The Enemy of My Enemy Is My Candidate

WASHINGTON, DC - OCTOBER 20:  US Vice President Joe Biden speaks during an event to honor former Vice President Walter Mondal
WASHINGTON, DC - OCTOBER 20: US Vice President Joe Biden speaks during an event to honor former Vice President Walter Mondale at George Washington University October 20, 2015 in Washington, DC. Biden remains at the center of rumors regarding a potential campaign for the U.S. presidency. (Photo by Mark Wilson/Getty Images)

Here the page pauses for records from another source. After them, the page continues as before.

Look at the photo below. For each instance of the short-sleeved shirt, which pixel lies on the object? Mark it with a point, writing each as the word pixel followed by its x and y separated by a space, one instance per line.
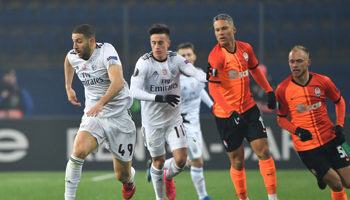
pixel 93 73
pixel 307 108
pixel 191 90
pixel 160 78
pixel 232 79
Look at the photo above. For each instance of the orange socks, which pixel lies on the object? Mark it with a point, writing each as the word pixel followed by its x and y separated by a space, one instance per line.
pixel 339 195
pixel 268 171
pixel 239 181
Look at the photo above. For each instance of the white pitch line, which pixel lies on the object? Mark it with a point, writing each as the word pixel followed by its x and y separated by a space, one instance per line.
pixel 103 177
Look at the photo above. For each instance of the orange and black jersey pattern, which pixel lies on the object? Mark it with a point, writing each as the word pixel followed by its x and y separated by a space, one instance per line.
pixel 307 109
pixel 230 88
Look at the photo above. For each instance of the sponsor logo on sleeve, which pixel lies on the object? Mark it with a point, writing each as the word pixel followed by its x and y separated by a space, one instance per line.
pixel 164 71
pixel 112 58
pixel 245 55
pixel 318 91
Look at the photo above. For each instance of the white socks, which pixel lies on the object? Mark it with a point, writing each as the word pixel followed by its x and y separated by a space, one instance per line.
pixel 198 181
pixel 158 182
pixel 167 163
pixel 173 170
pixel 131 180
pixel 73 174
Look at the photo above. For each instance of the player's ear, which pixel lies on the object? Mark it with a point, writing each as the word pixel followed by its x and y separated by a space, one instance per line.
pixel 234 29
pixel 92 41
pixel 169 42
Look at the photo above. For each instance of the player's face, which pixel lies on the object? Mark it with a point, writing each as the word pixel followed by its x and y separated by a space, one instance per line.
pixel 188 54
pixel 160 44
pixel 224 32
pixel 299 62
pixel 82 45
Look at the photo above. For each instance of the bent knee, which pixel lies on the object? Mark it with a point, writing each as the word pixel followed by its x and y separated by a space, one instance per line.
pixel 82 154
pixel 122 176
pixel 181 162
pixel 263 154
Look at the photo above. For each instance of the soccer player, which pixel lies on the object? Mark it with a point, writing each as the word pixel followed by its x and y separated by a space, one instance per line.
pixel 237 116
pixel 156 82
pixel 192 93
pixel 318 142
pixel 106 116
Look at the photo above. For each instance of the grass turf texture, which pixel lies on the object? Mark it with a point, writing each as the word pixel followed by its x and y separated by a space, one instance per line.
pixel 292 184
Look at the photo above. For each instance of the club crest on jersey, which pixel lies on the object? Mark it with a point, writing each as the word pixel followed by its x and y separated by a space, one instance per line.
pixel 225 143
pixel 245 56
pixel 164 71
pixel 318 91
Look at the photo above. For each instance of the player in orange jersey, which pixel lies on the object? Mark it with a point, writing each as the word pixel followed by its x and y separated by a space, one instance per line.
pixel 236 113
pixel 302 96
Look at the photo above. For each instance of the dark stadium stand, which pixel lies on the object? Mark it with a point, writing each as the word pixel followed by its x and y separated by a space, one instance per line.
pixel 37 34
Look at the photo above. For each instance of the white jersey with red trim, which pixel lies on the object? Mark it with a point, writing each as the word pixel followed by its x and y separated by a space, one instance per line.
pixel 155 77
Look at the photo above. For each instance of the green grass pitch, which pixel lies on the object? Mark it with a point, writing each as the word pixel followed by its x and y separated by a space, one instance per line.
pixel 292 185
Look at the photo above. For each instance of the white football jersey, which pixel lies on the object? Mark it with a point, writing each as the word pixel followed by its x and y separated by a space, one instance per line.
pixel 93 73
pixel 191 96
pixel 159 78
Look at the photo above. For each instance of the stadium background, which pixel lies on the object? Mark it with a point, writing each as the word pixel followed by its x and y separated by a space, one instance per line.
pixel 36 35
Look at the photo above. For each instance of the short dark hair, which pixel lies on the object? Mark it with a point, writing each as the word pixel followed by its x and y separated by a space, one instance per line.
pixel 86 29
pixel 159 29
pixel 186 45
pixel 224 16
pixel 301 47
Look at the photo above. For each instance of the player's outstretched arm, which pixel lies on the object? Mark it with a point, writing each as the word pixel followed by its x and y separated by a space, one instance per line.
pixel 260 78
pixel 189 70
pixel 69 74
pixel 136 87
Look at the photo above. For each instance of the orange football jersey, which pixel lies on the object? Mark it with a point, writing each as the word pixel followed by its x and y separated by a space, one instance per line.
pixel 306 107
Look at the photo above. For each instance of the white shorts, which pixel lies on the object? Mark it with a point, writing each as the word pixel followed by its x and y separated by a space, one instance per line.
pixel 194 141
pixel 118 132
pixel 175 136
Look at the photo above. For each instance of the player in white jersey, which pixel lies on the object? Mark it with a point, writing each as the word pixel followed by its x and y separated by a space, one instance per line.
pixel 156 82
pixel 106 116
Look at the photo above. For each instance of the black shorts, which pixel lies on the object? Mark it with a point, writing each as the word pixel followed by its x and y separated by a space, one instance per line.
pixel 321 159
pixel 252 127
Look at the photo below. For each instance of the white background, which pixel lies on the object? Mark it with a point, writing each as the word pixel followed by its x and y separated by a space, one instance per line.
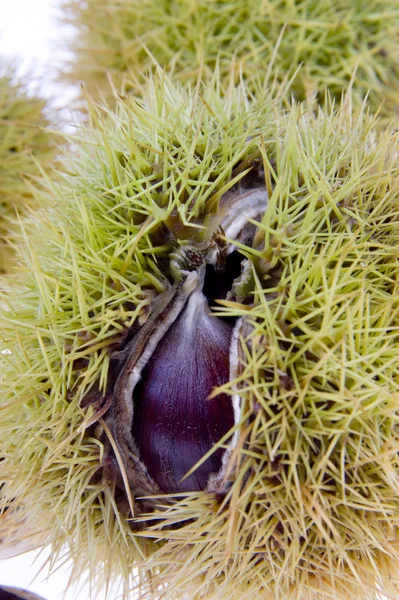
pixel 31 34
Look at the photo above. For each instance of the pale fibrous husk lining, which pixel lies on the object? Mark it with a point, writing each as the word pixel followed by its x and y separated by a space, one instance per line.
pixel 311 509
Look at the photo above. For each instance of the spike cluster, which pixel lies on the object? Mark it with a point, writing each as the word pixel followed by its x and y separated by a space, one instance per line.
pixel 23 141
pixel 121 39
pixel 301 491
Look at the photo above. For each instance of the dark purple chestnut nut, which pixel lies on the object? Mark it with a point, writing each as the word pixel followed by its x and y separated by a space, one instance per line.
pixel 11 593
pixel 166 421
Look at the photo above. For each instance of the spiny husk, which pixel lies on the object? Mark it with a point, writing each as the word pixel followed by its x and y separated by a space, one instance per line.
pixel 313 512
pixel 23 141
pixel 120 38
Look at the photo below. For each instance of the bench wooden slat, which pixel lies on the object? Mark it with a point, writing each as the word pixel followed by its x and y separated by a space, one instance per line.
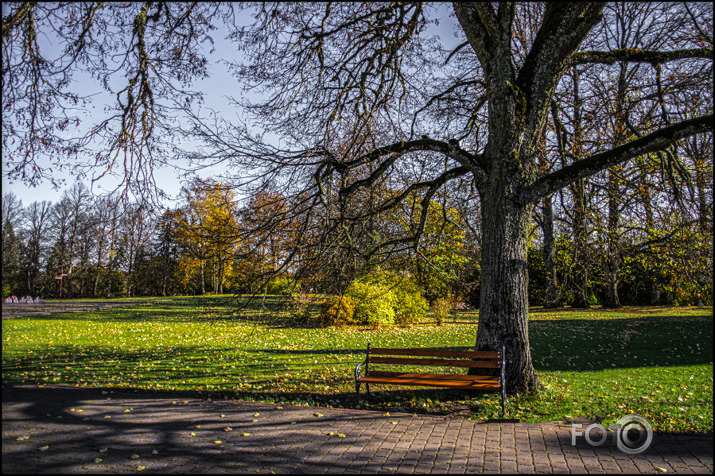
pixel 466 354
pixel 432 383
pixel 421 357
pixel 488 364
pixel 486 379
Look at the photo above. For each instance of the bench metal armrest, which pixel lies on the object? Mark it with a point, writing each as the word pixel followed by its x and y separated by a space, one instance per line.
pixel 357 370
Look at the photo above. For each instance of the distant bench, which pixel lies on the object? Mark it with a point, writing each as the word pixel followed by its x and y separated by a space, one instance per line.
pixel 447 358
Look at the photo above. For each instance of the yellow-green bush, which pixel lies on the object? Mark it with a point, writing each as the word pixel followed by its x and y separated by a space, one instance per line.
pixel 373 303
pixel 337 311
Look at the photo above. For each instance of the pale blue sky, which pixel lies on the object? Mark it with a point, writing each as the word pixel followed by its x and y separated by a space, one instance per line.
pixel 216 87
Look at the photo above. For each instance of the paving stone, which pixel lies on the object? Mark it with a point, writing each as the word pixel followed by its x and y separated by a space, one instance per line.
pixel 416 444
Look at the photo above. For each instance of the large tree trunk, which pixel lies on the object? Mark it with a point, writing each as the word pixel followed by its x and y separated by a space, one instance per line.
pixel 580 247
pixel 614 255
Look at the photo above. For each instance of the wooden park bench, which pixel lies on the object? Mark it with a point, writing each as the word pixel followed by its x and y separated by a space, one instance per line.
pixel 436 358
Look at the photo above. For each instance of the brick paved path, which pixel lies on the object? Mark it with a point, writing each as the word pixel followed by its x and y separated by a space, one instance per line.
pixel 66 429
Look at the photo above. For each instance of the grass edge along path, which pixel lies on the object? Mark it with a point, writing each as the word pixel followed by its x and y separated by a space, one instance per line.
pixel 655 362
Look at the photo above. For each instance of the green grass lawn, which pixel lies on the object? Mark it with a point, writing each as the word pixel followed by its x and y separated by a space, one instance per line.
pixel 655 362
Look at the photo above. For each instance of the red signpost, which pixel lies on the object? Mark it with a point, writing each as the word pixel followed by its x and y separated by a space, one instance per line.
pixel 62 274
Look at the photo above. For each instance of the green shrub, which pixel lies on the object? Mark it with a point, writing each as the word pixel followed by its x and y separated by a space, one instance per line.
pixel 410 306
pixel 338 311
pixel 373 302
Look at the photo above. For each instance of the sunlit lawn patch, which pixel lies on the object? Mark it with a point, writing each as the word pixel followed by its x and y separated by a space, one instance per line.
pixel 656 362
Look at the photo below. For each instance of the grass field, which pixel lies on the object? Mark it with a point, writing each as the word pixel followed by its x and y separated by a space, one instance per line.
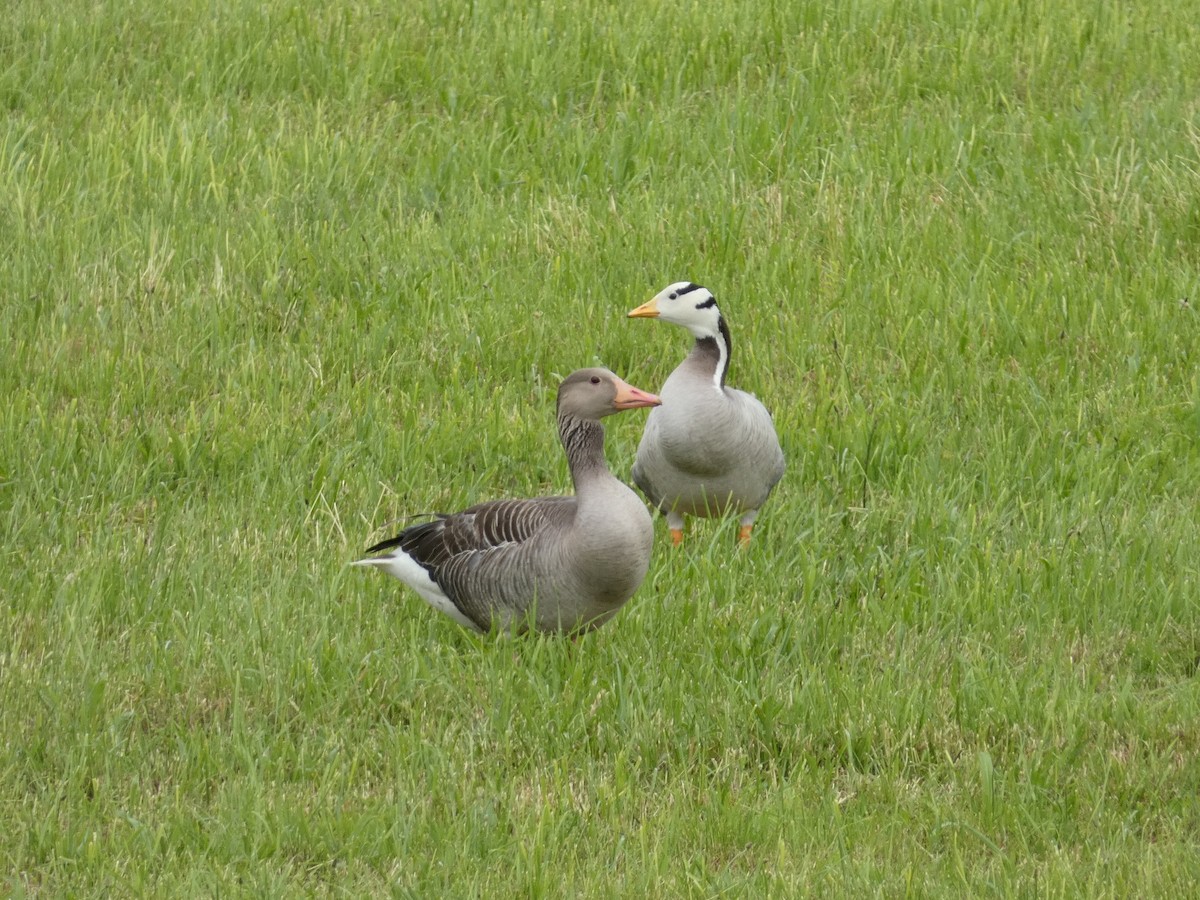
pixel 277 274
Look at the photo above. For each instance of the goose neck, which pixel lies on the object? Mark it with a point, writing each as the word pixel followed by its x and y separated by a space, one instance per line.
pixel 583 442
pixel 712 353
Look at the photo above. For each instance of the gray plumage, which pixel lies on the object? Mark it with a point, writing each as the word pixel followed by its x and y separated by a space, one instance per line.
pixel 561 564
pixel 709 449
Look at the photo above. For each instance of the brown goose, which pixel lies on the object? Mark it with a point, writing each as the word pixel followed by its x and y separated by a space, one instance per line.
pixel 709 449
pixel 561 564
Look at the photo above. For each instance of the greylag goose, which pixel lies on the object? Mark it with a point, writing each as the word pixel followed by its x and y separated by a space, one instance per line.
pixel 709 449
pixel 558 564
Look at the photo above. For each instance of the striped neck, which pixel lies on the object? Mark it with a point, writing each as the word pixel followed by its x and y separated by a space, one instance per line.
pixel 712 352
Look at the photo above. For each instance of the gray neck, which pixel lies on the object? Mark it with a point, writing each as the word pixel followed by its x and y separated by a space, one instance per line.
pixel 583 442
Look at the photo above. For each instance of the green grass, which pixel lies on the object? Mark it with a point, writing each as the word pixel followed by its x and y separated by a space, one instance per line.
pixel 276 274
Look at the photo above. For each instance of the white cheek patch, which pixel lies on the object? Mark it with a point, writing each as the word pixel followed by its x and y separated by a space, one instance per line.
pixel 408 570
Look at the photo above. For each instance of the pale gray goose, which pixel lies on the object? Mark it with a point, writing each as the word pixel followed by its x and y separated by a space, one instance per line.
pixel 561 564
pixel 709 449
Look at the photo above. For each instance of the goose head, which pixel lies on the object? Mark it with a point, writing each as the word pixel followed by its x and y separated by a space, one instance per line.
pixel 684 304
pixel 592 394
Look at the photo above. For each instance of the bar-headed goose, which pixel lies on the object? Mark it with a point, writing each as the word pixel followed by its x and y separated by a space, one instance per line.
pixel 709 449
pixel 561 564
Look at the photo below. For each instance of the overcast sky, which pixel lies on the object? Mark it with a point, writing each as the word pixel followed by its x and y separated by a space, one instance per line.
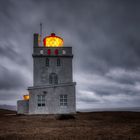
pixel 104 34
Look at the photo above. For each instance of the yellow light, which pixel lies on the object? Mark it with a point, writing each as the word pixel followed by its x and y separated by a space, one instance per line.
pixel 53 41
pixel 26 97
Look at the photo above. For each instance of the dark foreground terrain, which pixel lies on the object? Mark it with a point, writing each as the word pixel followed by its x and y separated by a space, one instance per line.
pixel 85 126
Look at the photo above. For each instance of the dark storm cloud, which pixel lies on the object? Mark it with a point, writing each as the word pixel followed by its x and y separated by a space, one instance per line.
pixel 105 36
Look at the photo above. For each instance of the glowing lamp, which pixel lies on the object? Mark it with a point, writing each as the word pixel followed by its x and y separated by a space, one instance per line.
pixel 26 97
pixel 53 41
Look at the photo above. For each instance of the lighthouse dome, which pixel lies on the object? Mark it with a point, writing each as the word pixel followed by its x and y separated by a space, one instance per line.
pixel 53 41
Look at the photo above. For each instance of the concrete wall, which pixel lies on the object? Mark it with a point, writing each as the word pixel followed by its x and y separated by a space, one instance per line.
pixel 41 71
pixel 52 98
pixel 22 107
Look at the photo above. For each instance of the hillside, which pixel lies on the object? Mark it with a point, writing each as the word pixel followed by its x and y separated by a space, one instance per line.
pixel 90 126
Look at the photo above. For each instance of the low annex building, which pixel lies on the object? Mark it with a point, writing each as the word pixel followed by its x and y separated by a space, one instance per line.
pixel 53 90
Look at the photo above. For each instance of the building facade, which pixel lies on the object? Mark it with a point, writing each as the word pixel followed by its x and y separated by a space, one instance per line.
pixel 53 90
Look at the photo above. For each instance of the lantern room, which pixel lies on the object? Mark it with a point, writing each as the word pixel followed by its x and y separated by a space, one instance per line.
pixel 53 41
pixel 26 97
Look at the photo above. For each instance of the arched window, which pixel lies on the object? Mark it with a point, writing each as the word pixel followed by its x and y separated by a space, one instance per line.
pixel 47 62
pixel 53 79
pixel 58 62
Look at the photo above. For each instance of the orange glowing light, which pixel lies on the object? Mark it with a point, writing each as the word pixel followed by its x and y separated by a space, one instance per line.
pixel 53 41
pixel 26 97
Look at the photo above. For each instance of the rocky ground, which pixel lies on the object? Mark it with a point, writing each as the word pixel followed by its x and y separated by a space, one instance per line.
pixel 83 126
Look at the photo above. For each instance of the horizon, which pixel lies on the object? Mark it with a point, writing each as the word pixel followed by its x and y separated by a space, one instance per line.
pixel 105 36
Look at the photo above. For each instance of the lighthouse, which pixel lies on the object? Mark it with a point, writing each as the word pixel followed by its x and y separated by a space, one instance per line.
pixel 53 90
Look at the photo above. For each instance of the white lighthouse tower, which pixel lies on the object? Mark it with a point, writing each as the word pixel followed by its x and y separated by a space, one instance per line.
pixel 53 90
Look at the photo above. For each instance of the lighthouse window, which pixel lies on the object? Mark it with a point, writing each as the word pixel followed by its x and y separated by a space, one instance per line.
pixel 58 62
pixel 53 79
pixel 47 62
pixel 41 100
pixel 63 100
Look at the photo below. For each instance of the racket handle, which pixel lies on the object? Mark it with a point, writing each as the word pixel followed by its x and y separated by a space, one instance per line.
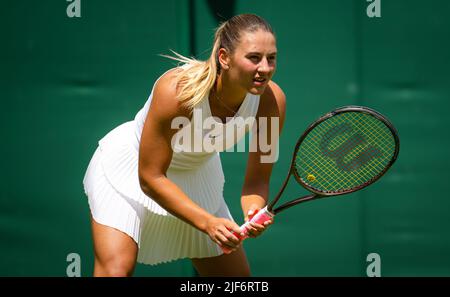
pixel 260 217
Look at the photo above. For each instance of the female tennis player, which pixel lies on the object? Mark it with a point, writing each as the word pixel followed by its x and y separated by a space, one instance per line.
pixel 151 199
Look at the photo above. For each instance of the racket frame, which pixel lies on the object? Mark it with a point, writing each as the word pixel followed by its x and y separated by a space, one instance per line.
pixel 320 194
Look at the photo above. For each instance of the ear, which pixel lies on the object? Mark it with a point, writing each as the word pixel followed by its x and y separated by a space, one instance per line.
pixel 224 58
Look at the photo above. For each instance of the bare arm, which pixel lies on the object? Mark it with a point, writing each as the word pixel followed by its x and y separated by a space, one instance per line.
pixel 256 185
pixel 155 155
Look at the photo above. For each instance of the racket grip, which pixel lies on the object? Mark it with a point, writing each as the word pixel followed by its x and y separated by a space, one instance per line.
pixel 260 217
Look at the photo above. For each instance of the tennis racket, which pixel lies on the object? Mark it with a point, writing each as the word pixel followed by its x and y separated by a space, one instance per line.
pixel 342 152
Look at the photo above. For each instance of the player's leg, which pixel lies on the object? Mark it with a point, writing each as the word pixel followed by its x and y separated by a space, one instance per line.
pixel 234 264
pixel 115 251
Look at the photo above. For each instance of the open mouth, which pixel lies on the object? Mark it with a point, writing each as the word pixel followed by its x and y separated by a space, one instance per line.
pixel 260 79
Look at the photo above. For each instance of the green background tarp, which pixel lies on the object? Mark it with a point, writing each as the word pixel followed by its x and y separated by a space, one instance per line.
pixel 66 82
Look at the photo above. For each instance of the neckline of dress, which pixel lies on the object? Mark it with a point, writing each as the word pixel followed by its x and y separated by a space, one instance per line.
pixel 208 107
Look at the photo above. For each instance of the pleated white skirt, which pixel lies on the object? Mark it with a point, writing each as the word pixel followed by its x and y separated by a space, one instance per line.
pixel 160 236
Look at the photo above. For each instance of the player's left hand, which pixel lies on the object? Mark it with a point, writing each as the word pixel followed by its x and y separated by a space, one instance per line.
pixel 256 229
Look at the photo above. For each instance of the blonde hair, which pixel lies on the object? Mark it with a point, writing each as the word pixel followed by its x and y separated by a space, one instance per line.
pixel 198 77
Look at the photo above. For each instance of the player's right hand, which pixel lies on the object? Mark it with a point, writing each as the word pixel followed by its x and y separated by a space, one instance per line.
pixel 220 231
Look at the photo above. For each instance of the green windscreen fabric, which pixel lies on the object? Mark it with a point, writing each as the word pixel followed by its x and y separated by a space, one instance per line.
pixel 66 82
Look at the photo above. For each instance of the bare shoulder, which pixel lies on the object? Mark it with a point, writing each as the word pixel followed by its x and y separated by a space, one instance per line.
pixel 165 103
pixel 273 100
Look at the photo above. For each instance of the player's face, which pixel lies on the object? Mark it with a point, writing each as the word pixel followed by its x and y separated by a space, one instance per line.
pixel 253 62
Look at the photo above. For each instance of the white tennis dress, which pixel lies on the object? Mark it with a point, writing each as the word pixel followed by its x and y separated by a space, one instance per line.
pixel 116 199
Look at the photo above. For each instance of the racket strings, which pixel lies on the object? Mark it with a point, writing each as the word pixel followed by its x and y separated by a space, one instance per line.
pixel 345 151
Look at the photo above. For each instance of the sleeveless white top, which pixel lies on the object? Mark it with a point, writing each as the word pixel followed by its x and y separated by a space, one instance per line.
pixel 198 173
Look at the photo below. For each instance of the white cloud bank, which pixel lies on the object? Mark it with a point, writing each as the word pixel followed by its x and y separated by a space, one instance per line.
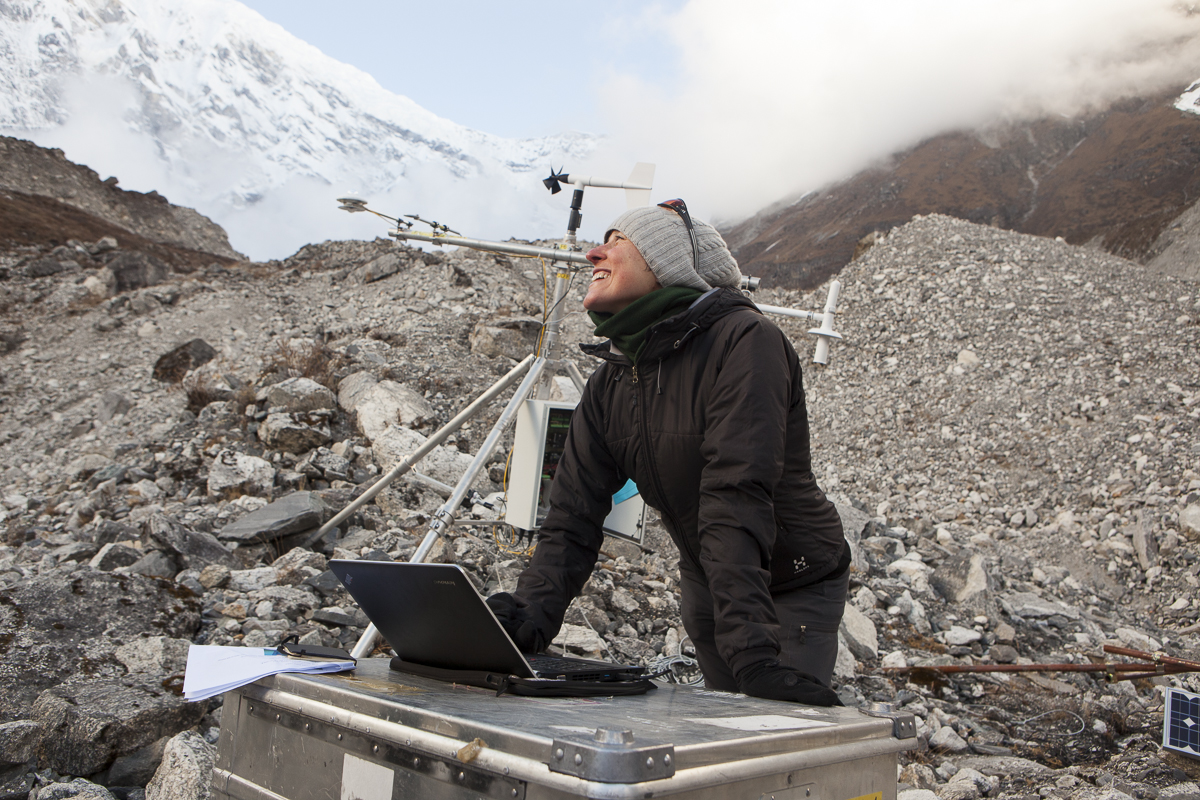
pixel 783 96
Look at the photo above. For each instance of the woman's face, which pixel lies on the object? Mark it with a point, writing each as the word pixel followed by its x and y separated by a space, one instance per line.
pixel 619 276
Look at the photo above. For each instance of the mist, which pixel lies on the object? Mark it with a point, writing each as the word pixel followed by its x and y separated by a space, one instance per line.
pixel 779 97
pixel 762 102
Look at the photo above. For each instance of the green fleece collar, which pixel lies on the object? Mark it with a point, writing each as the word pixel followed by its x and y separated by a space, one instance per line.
pixel 629 328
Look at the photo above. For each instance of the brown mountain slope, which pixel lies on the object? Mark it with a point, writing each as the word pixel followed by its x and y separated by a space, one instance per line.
pixel 1119 176
pixel 40 222
pixel 46 172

"End this notion that the enemy is the other party. End this notion that it is naïve to think we can speak well of the other party. What is naïve is to think it is remotely possible to govern this country unless we can."

The speaker was Joe Biden. Along with other Carter administration alumni, I was listening to him at a Washington gala, the finale of a day-long tribute last week to former vice president Walter Mondale (I was Mondale's chief speechwriter).

Biden was being exceptionally generous with his time. He kicked off the morning at George Washington University (GWU) in conversation with Mondale about the vice presidency. At the end of the afternoon, he and Dr. Jill Biden hosted us at the vice president's residence, where many of us had not been since Mondale left office. Jimmy Carter traveled from Plains, Ga., for the dinner, looking amazingly well for a 91-year-old in treatment for cancer.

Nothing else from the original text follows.